Переход в католичество православных — для нас далеко не новость еще в нашей прежней домашней жизни. Но случаи эти были весьма редки, все наперечет: несколько десятков из аристократии (преимущественно дам) и кое-кто из ученых мистиков. Народ шел весьма туго — и то лишь на Юго-Западе — в Унию. Религиозные искания его охотно выливались в сектантство, порою очень крайнее.
Здесь, во Франции, влечение русских к католичеству вовсе не так велико, чтобы им тревожиться. Да и как осуждать человека, если его душа искренно пленена другими догматами, а слух и зрение — другими обрядами? Я знаю одного милого, кроткого человека, который ушел к католикам лишь потому, что у них на паперти не курят, не смеются и не болтают о злобе дня. Молиться Богу можно в любом христианском храме, но также и на море, и в поле, и в лесу.

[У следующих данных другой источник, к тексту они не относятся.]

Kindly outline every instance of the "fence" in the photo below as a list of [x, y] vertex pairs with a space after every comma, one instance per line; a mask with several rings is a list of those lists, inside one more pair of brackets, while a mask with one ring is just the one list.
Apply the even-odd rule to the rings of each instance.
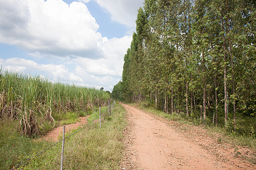
[[100, 118], [100, 128], [101, 128], [101, 115], [103, 113], [106, 113], [108, 110], [109, 111], [109, 116], [111, 116], [111, 110], [113, 109], [113, 108], [114, 107], [115, 104], [115, 101], [114, 100], [114, 103], [112, 104], [112, 105], [110, 104], [110, 101], [109, 100], [109, 107], [108, 108], [107, 108], [104, 112], [101, 112], [101, 107], [100, 107], [100, 110], [99, 110], [99, 114], [92, 120], [91, 120], [90, 122], [87, 123], [85, 125], [82, 126], [80, 129], [77, 130], [77, 131], [75, 131], [74, 133], [72, 133], [71, 134], [69, 135], [68, 136], [65, 137], [65, 126], [63, 126], [63, 138], [62, 140], [60, 140], [58, 142], [55, 143], [51, 146], [48, 147], [48, 148], [44, 149], [44, 150], [42, 151], [41, 152], [38, 152], [38, 154], [35, 154], [35, 155], [30, 157], [30, 158], [27, 159], [24, 162], [20, 162], [20, 164], [16, 165], [15, 167], [13, 167], [11, 169], [11, 170], [15, 169], [15, 168], [17, 168], [21, 166], [22, 165], [25, 164], [26, 163], [28, 163], [30, 160], [31, 160], [33, 158], [36, 157], [38, 156], [39, 156], [40, 154], [43, 154], [45, 151], [48, 150], [51, 148], [53, 147], [53, 146], [56, 146], [59, 143], [60, 143], [62, 142], [62, 147], [61, 147], [61, 165], [60, 165], [60, 169], [62, 170], [63, 168], [63, 161], [64, 161], [64, 143], [65, 143], [65, 139], [70, 138], [71, 137], [74, 135], [78, 132], [80, 131], [82, 129], [85, 129], [87, 126], [88, 126], [92, 122], [93, 122], [94, 120], [97, 119], [98, 118]]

Другое дело, если человек меняет веру из материальных выгод. Говорят, это хоть редко но бывало. Но о слабых сладкоежках, столь легко покупаемых, жалеть не приходится. Захудалая овца — из стада вон. Да и та, может быть, еще погуляет в чужом стаде, затоскует и вернется домой. Не отвергать же ее, блудную? А колеблющимся это лишь хороший урок.
Но есть назидание и более строгое, чем осиротелость в чужом Доме и горькая, нежная тяга к возврату в родной Дом. Примкни к чужой религии, когда твоя прежняя станет опять здоровой и сильной. Но переход от нее в ту пору, когда она подвержена заушению и оплевыванию от злодеев, похож, простите мне, не на переход, а на дезертирскую перебежку или вот еще на что:
Моя родная мать ослабела, обеднела, растрепанная, убогая, в слезах и в синяках. Пойду-ка я поищу себе приемную мать, поблагообразнее, побогаче, живущую правильно и строго.
Повторяю: если ушел по глубокой, горячей вере, что скажешь? Если по легкомыслию, то Бог с тобою. А если как торгаш — ты ничего не стоишь. Только — увы! — горячая и глубокая вера стала здесь, на этой стороне рубежа, гораздо большей редкостью, чем там, по ту сторону.
Те же толкования приложимы и к принятию чужого подданства. Случаи эти довольно многочисленны, а вскоре еще значительно участятся. Но, осуждая их, надо строгому судье всегда и прежде всего задавать себе вопрос: кем бы я хотел скорее видеть поколебавшегося — французским гражданином или «возвращенцем», этим глупым самоубийцею, рабом и тряпкой в руках самых жадных, самых бессовестных, самых жестоких и самых грязных насильников, каких только рождал свет?